Wm Morrison Supermarkets PLC (LON:MRW) said trading was “highly volatile” in the first quarter and it expects full-year costs relating to coronavirus are likely to be offset by the government's business rates holiday.
Like-for-like sales excluding fuel were up 5.7% in the grocer’s first quarter, which runs for 14 weeks from 3 February to 10 May.
Retail LFL sales were up 5.1% and wholesale revenue increased 0.6%.
LFL sales including fuel were down 3.9% compared to the first quarter last year, after the collapse in oil prices.
The volatility in trading has seen spikes from household stock-piling but also a significantly lower Easter in lockdown, when retail LFL sales were negative for the eighth through the 11th weeks of the financial year.
Recent trading has seen a return to normal trading hours and improved product availability, enabling 9.6% growth in retail LFL sales for weeks 12-14.
Negative fuel sales growth, however, is having an impact on working capital and net debt, “which we expect to reverse quickly when fuel sales normalise”.
Morrisons said that the volatile trading environment is proving costly, while its various positive initiatives in the coronavirus crisis such as a 6% staff bonus, community donations, colleague- and customer-protection initiatives all coming to a “considerable cost”, not to mention temporary staff absence rates that have sometimes spiked up to 20,000 workers.
Online grocery developments have been an important positive for the FTSE 100 group, with home delivery slots doubled thanks to increased use of store-picked groceries on the Ocado platform, a new click-and-collect service launched and a new partnership with Deliveroo proving popular with customers and extended to more deliveries and items, including a selection of beer and wine.
In the coming weeks, Morrisons said it is expanding its Amazon Prime store from 17 to 40 locations, covering most British cities and 90% of London postcodes.
On the outlook, chief executive David Potts said the board was continuing to monitor various 2020/21 sales, profit and cash flow scenarios, “but have minimal certainty or visibility around a precise outcome”.
He said the current best estimate is that costs from the pandemic will be “broadly offset by the in-year business rates cost saving, but the actual net effect is highly dependent on the length of the crisis and how customers respond as lockdown eases”.
Morrisons shares rose almost 3% in the first hour of trading on Tuesday to 193.95p, though are still down 4% since the start of the year.
Independent retail analyst Nick Bubb said that Morrisons was the first big supermarket to highlight how poor Easter was, that the Q1 sales growth was “slightly better than expected” and also noted the strong uplift in trading in the past three weeks.
Sophie Lund-Yates, an analyst at Hargreaves Lansdown, said Morrison's had echoed the sentiments of other supermarkets that shopping habits are starting to look a little more normal.
“It also confirmed the inconvenient truth that extra sales come with extra costs, and as such a full year profit boom isn’t in the bag.
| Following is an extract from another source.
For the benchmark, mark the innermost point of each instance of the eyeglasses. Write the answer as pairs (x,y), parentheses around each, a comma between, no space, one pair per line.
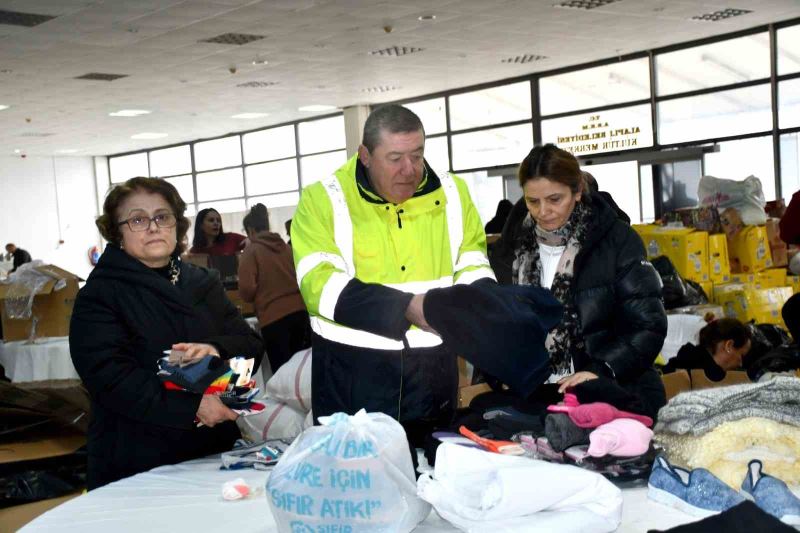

Volatile trading patterns, plus hiring an extra 25,000 members of staff means earlier stockpiling behaviour isn’t automatically good news.
“The current crisis has provided an unexpected catalyst for the online business though. Morrison’s offering is smaller than some of its main rivals’, but the huge demand for delivery slots has forced the group to up its digital game. Starting from a lower base means Morrison is unlikely to have participated in the huge upswing in online demand on the same scale as its peers.
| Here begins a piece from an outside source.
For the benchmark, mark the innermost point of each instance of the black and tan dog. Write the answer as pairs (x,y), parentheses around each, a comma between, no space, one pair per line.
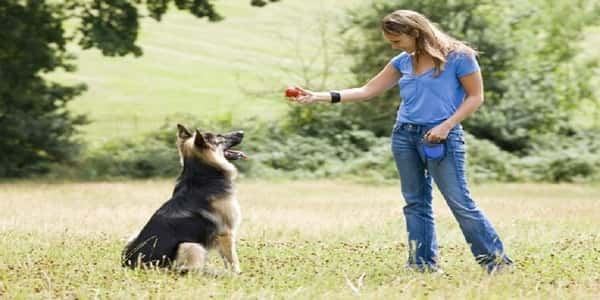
(203,212)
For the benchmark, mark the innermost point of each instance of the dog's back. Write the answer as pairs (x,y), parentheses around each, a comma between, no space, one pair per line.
(192,215)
“But we see this as a potential catalyst for future growth. Coronavirus is likely to have triggered a longer-term shift to online shopping, so if Morrison can use the current situation to lay a bigger, stronger foundation for the online business then it could benefit.
“Morrison is an important part of the machine that keeps the UK fed. That means it will always have a certain amount of protection in times of uncertainty, but there is still work to be done if it wants to stay ahead in what is a very competitive marketplace. That will include continuing to harness the progress being made in the wholesale business. It would be a mistake to think that the pandemic has solved all the sector’s challenges.”